# Masking in Italian Configuration



## sobenson (Oct 27, 2007)

I have a rider that is asking for, "5 pairs of black velour legs in Italian configuration". What is Italian configuration?


----------



## avkid (Oct 27, 2007)

Red, White and Green with pleats in between each?

Call Rose Brand or your local drape shop and ask.

Rose Brand East
Secaucus, NJ
Toll Free: 1-800-223-1624


----------



## derekleffew (Oct 27, 2007)

Downstage set of legs is widest, upstage set is narrowest, ones in between follow the diagonal line from downstage to upstage on each side of centerline. Sometimes, but not always, the overhead borders do the same thing: downstage is highest, upstage is lowest.

The term comes from the Italian Renaissance to enhance the painter's "forced perspective." Pretty much ruins lighting positions, sightlines, and exposes more black velour leg than is necessary.
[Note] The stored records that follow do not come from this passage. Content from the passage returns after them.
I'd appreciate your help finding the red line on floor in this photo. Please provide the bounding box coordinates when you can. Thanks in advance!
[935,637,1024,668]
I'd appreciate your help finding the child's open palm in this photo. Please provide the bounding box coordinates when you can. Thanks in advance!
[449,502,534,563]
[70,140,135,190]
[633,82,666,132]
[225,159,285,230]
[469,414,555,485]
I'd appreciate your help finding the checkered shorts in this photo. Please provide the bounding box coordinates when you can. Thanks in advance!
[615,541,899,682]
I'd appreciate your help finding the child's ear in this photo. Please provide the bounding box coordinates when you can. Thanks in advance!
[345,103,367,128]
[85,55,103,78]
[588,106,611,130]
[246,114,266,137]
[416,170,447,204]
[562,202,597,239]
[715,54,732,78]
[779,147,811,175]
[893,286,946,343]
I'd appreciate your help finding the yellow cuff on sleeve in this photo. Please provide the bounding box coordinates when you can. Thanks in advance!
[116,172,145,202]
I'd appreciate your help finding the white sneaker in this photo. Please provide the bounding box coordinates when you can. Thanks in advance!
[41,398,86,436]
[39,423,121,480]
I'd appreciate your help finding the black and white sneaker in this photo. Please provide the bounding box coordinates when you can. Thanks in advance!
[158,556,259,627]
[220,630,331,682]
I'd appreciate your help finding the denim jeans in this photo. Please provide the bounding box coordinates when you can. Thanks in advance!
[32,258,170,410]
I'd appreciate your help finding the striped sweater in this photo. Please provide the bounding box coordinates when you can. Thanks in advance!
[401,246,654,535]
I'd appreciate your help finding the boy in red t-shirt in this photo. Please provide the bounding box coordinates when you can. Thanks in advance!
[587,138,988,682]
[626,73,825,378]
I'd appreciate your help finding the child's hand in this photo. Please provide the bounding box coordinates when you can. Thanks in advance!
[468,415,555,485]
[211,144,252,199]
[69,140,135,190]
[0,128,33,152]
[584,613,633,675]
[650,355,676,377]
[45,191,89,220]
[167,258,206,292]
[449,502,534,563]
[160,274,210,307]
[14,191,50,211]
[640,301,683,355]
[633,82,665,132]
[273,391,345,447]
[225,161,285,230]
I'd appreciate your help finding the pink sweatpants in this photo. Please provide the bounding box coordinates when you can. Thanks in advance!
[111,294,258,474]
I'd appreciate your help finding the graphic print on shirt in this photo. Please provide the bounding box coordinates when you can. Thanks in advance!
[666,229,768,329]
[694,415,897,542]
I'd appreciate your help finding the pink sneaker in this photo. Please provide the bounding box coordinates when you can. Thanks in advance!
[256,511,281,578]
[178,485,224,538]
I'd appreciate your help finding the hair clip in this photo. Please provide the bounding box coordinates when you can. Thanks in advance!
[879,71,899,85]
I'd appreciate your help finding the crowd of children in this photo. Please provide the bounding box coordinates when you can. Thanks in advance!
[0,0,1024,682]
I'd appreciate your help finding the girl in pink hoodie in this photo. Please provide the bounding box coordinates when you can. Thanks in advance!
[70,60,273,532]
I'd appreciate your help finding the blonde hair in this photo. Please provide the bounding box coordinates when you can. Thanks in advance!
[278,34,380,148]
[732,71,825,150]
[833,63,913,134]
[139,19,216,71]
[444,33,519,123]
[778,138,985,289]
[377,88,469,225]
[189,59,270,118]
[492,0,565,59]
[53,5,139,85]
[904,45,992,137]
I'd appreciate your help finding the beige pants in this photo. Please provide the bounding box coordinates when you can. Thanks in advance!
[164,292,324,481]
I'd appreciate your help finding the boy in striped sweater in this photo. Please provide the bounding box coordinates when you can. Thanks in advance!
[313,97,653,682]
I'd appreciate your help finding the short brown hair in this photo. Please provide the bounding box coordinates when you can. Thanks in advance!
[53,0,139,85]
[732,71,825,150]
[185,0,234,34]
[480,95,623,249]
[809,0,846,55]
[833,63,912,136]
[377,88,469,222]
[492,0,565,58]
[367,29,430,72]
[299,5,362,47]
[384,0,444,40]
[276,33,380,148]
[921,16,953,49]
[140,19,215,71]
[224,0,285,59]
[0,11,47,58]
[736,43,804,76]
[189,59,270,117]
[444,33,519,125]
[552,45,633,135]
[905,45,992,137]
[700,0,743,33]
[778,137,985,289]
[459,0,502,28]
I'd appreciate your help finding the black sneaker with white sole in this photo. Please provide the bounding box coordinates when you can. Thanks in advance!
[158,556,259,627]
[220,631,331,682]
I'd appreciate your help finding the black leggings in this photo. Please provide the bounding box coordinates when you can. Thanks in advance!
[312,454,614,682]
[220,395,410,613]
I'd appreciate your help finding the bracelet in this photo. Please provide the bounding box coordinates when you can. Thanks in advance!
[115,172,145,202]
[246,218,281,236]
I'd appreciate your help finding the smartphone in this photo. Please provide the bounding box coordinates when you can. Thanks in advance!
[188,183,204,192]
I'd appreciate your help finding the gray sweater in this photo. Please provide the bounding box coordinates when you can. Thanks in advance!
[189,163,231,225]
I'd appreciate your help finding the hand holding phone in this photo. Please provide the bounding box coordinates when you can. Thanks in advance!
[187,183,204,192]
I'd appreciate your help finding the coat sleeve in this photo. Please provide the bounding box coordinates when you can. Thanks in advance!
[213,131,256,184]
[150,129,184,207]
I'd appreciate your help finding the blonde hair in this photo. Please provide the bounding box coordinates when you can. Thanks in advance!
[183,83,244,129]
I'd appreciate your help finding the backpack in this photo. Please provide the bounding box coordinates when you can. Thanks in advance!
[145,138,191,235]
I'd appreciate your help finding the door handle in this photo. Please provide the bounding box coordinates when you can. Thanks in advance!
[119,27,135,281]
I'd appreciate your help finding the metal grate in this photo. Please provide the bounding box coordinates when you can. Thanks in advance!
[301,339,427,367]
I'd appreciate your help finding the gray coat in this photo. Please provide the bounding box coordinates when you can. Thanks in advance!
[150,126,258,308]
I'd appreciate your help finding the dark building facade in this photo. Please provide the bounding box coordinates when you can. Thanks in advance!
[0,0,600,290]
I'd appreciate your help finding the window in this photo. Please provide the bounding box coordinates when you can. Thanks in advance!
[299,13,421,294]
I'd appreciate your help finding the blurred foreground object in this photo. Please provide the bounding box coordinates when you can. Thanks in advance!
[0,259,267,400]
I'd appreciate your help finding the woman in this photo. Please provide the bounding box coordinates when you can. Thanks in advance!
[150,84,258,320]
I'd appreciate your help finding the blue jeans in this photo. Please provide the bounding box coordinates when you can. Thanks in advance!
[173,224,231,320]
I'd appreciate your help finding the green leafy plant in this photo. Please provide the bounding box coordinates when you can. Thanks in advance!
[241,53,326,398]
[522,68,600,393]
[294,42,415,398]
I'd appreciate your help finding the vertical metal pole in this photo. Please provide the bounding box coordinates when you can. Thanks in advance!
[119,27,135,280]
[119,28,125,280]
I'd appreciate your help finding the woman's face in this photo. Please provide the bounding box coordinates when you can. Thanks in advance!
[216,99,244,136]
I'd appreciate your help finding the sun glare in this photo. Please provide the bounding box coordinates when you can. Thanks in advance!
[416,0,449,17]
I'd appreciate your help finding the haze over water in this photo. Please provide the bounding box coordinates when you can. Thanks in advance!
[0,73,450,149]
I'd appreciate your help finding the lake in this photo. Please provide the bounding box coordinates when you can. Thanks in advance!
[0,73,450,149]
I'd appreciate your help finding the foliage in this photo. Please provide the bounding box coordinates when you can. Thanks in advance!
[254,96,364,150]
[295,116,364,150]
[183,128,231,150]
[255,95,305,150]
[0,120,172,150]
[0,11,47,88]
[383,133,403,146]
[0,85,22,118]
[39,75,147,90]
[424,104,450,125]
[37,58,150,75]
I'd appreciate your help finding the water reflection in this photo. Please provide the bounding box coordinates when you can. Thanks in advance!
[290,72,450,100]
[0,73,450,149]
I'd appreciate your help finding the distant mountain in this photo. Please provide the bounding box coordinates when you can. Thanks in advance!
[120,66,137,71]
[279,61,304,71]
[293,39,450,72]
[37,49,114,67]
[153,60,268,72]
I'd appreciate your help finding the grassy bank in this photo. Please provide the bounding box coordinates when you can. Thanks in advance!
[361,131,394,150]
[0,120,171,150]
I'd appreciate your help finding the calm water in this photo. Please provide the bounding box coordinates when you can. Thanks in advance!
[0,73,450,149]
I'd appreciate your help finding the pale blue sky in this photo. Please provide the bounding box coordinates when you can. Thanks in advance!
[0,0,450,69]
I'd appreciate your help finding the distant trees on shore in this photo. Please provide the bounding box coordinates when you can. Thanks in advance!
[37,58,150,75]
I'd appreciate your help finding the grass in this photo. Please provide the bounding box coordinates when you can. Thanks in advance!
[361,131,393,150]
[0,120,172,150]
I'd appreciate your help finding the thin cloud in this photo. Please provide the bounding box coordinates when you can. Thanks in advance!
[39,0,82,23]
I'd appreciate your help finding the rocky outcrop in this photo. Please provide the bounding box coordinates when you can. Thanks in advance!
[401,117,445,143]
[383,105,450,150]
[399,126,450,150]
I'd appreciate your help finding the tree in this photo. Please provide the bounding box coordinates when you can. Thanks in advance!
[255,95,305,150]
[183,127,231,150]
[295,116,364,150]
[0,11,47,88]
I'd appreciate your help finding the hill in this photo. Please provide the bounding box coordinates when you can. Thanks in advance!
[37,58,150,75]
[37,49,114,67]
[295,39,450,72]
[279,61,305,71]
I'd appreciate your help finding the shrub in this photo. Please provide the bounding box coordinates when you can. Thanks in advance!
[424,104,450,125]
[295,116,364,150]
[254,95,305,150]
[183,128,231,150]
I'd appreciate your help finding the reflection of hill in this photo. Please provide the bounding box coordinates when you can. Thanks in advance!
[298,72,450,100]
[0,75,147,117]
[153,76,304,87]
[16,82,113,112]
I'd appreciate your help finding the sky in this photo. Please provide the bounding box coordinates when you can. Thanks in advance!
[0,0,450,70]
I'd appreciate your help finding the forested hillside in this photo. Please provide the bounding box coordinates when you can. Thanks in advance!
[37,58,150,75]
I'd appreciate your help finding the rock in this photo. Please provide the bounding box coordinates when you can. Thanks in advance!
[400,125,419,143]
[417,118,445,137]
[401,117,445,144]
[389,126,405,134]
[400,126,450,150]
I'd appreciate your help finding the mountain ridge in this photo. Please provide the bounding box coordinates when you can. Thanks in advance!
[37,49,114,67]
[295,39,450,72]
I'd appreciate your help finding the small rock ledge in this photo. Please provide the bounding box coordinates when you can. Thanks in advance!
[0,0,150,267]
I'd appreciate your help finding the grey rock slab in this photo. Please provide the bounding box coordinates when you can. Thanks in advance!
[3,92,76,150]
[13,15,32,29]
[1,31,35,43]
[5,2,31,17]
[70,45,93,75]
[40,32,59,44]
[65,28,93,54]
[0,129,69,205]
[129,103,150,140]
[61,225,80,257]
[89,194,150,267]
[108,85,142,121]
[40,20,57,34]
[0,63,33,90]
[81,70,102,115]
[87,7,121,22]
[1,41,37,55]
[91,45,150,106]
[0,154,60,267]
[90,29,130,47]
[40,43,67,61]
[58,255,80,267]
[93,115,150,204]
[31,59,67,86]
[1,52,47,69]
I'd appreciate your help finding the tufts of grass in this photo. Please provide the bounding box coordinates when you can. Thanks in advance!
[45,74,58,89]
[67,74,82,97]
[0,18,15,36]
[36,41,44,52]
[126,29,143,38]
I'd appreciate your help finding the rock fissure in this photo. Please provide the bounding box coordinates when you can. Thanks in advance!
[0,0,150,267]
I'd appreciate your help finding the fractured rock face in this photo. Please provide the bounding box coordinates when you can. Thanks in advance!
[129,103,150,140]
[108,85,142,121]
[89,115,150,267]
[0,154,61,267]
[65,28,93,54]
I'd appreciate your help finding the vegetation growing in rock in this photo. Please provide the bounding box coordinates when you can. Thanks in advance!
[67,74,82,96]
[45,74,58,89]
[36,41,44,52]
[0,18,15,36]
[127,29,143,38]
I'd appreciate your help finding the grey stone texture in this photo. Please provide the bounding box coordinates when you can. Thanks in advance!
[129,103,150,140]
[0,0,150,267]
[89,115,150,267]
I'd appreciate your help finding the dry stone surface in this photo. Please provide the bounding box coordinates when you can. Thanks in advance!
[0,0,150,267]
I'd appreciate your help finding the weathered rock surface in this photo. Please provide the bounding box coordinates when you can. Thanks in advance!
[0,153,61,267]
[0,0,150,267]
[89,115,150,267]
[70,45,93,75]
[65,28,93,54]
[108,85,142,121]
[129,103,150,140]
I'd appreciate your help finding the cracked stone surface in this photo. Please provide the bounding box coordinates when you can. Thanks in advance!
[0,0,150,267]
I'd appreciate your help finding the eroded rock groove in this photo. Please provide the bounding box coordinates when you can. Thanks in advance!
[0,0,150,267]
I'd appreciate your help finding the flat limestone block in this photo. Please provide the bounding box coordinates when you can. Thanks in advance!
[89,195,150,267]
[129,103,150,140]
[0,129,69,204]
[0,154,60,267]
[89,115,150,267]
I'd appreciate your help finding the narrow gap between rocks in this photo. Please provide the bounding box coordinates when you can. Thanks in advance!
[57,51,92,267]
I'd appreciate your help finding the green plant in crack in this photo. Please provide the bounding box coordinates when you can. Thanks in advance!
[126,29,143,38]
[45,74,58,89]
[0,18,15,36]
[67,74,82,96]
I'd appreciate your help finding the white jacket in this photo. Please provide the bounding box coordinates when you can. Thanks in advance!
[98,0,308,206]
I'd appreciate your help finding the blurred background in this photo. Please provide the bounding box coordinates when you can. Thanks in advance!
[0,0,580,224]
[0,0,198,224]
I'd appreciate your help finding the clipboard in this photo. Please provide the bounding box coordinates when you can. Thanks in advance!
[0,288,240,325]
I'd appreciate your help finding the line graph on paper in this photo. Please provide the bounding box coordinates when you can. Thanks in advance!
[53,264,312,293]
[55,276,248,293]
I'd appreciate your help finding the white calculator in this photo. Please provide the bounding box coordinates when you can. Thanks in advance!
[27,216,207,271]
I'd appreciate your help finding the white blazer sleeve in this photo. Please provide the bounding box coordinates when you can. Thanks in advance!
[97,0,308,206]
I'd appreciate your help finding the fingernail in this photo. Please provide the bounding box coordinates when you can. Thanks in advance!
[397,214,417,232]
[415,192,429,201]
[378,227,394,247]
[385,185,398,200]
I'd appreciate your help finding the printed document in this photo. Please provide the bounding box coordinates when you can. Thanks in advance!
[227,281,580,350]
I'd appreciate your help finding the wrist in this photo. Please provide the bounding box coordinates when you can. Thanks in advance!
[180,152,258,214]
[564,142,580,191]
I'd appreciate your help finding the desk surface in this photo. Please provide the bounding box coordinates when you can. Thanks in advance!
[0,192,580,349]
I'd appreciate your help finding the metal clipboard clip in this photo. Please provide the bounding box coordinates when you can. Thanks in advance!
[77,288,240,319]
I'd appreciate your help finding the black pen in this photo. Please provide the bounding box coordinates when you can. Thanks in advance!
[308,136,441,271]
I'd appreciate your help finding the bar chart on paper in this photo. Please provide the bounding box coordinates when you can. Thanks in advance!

I'm guessing this is a small company used to playing larger stages, and this is their attempt to make the stage seem more intimate.

If you thinks it's gonna hurt you, just move each set of legs onstage 1' L&R of C.L. than the next set downstage and you will have fulfilled the rider. No matter what, be prepared to rehang the legs upon the company's arrival.


----------



## sobenson (Oct 29, 2007)

So is there a mathematical expression for an Italian config, like if the second drape is X feet back the opening shrinks Y feet, or is it all preference of the performer?


----------



## Footer (Oct 29, 2007)

Not really, Basically, move each leg in besides the 1st 2' beyond the one before it. So... 1st legs is 40', next is 36', next is 32', next is 28'. Bordors the same, 28',26',24',22'....


----------